F# vs OCaml: Image Processing

While asking on the OCaml mailing list about the relative merits of our HLVM project, David McClain described a computation that he had been required to perform in the context of scientific computing in the past:

"I remember dealing with stacks of images taken from an infrared imaging sensor -- perhaps 256 images, each of which is, say 512 x 512 pixels. I needed to obtain median pixel values from the stack and produce one median image..."

This problem is easily solved in both OCaml and F# using idiomatic functional programming. For example, the following is a one-line solution written in OCaml:

Array.map (Array.map (fun gs -> Array.sort compare gs; gs.(m/2))) images

This simply sorts each pixel's sequence into non-descending order and extracts the middle (median) pixel, mapped across the columns and then the rows of the image.

This tiny implementation solves David's example with 226 pixels in 32 seconds, which is fast enough for many applications. However, the performance of this OCaml implementation is heavily degraded by the extensive use of polymorphism at every stage because the current OCaml implementation uses static compilation that can handle polymorphism at run-time and, consequently, requires a uniform run-time representation of all types. This leads to the tagging of integers (which is why OCaml has a 31-bit int type) and the boxing of other types such as float into separate heap-allocated values, both of which are extremely inefficient. This general execution model is always used even if type information is statically available. The only workaround is to inline the Array.sort and Array.map functions by hand.

Fortunately, this inefficiency can be overcome by using Just-In-Time (JIT) compilation instead of static compilation and partially specializing polymorphism away before JIT compilation. This is the intended design for polymorphism in HLVM and the inspiration was drawn from Microsoft's excellent implementation of the CLR.

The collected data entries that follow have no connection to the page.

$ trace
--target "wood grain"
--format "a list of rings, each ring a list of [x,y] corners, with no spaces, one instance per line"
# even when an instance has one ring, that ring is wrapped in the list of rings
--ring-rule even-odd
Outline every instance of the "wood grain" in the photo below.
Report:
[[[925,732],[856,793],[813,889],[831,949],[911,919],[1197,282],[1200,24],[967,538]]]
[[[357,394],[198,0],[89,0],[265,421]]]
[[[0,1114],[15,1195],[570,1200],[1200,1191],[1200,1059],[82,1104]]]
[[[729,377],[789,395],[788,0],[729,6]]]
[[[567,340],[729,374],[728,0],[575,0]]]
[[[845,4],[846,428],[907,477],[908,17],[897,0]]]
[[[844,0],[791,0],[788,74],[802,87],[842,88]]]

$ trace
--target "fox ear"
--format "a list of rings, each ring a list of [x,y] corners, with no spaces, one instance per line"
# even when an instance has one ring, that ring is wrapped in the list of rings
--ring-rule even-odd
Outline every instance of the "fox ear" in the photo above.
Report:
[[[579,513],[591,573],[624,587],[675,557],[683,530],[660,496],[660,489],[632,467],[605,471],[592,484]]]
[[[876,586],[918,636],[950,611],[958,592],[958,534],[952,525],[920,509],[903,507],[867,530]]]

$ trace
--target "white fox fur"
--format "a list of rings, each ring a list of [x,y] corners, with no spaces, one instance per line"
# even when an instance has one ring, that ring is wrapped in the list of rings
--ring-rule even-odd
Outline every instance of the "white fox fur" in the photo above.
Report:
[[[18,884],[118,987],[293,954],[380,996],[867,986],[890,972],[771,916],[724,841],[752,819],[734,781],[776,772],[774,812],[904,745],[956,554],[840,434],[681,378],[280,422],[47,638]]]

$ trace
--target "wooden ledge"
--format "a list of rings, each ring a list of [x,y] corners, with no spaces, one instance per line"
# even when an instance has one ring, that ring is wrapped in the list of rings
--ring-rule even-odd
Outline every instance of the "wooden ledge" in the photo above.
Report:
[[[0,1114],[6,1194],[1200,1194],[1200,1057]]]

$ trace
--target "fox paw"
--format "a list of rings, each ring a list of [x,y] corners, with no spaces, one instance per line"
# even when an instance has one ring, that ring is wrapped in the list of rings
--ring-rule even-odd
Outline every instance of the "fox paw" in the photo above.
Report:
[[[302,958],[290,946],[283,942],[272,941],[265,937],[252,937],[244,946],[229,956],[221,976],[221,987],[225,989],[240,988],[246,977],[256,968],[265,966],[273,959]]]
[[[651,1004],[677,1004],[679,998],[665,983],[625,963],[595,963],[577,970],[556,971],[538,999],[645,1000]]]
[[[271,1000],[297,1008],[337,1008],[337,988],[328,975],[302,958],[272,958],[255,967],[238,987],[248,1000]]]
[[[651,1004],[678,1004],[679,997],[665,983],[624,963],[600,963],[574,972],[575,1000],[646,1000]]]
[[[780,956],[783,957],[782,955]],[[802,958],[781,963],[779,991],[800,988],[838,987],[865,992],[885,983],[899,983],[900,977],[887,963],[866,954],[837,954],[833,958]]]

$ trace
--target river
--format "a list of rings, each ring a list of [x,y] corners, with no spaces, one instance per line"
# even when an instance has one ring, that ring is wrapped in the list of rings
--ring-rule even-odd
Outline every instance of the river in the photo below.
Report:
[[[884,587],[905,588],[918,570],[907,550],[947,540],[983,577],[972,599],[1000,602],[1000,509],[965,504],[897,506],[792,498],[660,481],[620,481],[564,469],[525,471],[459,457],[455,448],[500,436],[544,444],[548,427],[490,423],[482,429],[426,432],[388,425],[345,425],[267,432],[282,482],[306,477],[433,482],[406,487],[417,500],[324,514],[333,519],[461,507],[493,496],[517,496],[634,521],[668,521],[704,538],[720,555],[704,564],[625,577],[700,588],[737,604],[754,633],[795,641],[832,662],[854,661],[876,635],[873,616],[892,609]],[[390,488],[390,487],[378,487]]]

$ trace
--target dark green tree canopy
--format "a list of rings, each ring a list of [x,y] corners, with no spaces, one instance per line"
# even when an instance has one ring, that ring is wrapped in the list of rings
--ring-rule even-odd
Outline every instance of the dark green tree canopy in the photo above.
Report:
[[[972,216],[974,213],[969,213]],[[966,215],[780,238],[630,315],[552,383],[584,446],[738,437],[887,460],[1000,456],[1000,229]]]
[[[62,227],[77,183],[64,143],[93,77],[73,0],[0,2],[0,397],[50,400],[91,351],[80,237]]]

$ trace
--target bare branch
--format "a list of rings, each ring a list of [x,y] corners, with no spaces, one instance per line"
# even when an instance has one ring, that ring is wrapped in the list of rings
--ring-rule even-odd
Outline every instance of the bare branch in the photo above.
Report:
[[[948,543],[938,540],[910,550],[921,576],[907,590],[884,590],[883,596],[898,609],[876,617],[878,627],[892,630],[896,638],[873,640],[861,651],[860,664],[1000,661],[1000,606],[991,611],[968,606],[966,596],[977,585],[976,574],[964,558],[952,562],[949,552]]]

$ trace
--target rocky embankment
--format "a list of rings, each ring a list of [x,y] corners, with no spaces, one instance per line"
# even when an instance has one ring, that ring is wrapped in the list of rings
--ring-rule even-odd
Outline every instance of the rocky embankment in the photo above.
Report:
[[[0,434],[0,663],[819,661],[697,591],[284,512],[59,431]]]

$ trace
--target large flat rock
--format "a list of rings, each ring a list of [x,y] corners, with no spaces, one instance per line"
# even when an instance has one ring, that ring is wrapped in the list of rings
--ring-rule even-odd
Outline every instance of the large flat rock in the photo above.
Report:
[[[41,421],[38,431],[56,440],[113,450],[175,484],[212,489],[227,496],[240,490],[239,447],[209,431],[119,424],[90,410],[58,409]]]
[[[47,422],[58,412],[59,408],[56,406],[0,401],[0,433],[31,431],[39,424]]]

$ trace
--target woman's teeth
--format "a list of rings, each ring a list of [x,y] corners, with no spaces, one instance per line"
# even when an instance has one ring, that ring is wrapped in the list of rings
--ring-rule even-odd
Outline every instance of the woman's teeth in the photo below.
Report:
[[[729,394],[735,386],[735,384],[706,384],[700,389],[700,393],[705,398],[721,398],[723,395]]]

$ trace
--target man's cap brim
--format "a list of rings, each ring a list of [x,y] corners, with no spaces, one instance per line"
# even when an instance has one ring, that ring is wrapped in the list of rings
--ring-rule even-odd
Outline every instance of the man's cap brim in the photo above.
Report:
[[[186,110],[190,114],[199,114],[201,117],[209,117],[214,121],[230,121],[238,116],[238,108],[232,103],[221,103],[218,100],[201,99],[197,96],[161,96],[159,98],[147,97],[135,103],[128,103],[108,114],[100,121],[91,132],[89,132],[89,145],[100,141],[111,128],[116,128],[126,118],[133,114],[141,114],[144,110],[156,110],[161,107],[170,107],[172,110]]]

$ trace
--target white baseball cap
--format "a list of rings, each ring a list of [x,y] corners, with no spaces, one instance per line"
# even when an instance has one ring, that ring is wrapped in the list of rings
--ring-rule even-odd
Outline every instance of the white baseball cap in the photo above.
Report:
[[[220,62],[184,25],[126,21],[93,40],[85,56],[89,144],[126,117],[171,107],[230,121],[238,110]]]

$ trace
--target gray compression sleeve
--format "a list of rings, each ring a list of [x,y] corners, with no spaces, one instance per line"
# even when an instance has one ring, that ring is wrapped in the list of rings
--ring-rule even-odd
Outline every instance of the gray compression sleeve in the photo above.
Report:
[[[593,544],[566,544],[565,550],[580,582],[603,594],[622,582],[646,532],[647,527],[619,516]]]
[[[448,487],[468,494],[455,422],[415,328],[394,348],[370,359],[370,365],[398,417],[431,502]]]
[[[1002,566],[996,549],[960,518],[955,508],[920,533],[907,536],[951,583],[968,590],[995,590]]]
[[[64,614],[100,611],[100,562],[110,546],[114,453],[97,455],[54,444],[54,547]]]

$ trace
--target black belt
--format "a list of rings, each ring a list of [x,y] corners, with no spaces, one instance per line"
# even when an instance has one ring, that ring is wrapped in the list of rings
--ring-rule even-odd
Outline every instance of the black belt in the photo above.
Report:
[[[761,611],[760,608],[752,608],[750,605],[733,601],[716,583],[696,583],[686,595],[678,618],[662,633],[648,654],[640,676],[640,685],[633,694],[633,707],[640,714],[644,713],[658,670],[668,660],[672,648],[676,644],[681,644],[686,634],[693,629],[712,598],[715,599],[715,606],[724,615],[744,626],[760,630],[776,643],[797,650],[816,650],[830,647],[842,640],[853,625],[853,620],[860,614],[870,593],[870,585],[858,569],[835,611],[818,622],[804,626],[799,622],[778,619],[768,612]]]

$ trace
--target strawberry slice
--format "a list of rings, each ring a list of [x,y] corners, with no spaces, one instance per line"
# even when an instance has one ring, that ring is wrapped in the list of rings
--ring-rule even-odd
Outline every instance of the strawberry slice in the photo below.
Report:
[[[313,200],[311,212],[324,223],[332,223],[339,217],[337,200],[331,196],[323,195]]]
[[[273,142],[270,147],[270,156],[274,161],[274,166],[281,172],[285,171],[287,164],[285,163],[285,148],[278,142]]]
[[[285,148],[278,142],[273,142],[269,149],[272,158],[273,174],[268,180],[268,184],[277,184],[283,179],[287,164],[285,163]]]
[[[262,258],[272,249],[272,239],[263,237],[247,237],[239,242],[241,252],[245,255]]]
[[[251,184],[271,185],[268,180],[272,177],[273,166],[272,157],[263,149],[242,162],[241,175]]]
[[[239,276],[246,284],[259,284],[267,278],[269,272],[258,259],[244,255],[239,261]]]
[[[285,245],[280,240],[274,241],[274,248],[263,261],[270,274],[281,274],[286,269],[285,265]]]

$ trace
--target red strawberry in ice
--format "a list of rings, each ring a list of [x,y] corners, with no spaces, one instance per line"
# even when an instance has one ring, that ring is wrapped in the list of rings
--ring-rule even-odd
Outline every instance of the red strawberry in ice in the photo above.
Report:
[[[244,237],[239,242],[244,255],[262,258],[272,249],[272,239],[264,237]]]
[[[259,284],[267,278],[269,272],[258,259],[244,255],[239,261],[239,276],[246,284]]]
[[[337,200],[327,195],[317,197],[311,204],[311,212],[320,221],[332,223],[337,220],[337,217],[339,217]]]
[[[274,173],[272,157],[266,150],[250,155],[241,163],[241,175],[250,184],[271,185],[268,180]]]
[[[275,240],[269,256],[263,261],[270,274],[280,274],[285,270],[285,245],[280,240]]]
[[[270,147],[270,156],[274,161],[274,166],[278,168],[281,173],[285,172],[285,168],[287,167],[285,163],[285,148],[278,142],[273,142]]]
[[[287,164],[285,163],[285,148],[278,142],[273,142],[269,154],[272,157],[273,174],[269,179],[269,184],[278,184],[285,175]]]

Consequently, the equivalent F# program is 100× faster than the OCaml:

images |> Array2D.map (fun xs -> Array.sortInPlaceWith compare xs; xs.[m/2])

Moreover, the Task Parallel Library makes it easy to parallelize this implemention to improve the performance even further:

Parallel.For(0, n, fun y ->
  for x=0 to n-1 do
    Array.sortInPlaceWith compare images.[y, x])
images |> Array2D.map (fun xs -> xs.[m/2])

This parallel implementation is a whopping 821× faster than the OCaml and, in fact, is a superlinear speedup with respect to the 8 cores because it is able to split the data across more caches.

6 comments:

Richard Minerich said...

Very cool. I would love to see more detailed information on how this JIT optimization happens.

Art said...

... and beyound!!

Jules said...

Interesting speedup!

You store images indexed first by pixel coordinate then by image?

Jules said...

Is the OCaml benchmark running on HLVM? In the beginning of the post you make it sound like you're benchmarking HLVM, but then you say "the current OCaml implementation".

Flying Frog Consultancy Ltd. said...

@Richard

The JIT optimization is actually quite straightforward: whenever the JIT compiler sees a polymorphic function it determines the type variables of callees from those of the caller and calls into a version that was compiled specifically for those types. Reference types (classes) are treated equivalently in this context because they always have the same uniform representation: a pointer.


@Jules

The images are indexed first by pixel coordinate then by image, yes.

The OCaml benchmark was compiled with ocamlopt. Polymorphism and this optimization are not yet implemented in HLVM.

Laurent Le Brun said...

Hi,

Interesting results and blog post.

I tried your benchmark on Linux. For information, here are the results:
- F# 1.9.7.8 and Mono 2.4.2.3: 6,682 sec.
- Ocamlopt 3.11.0: 13,679 sec.

A good speedup, but not the factor 100 (mono is not as optimized as MS .Net).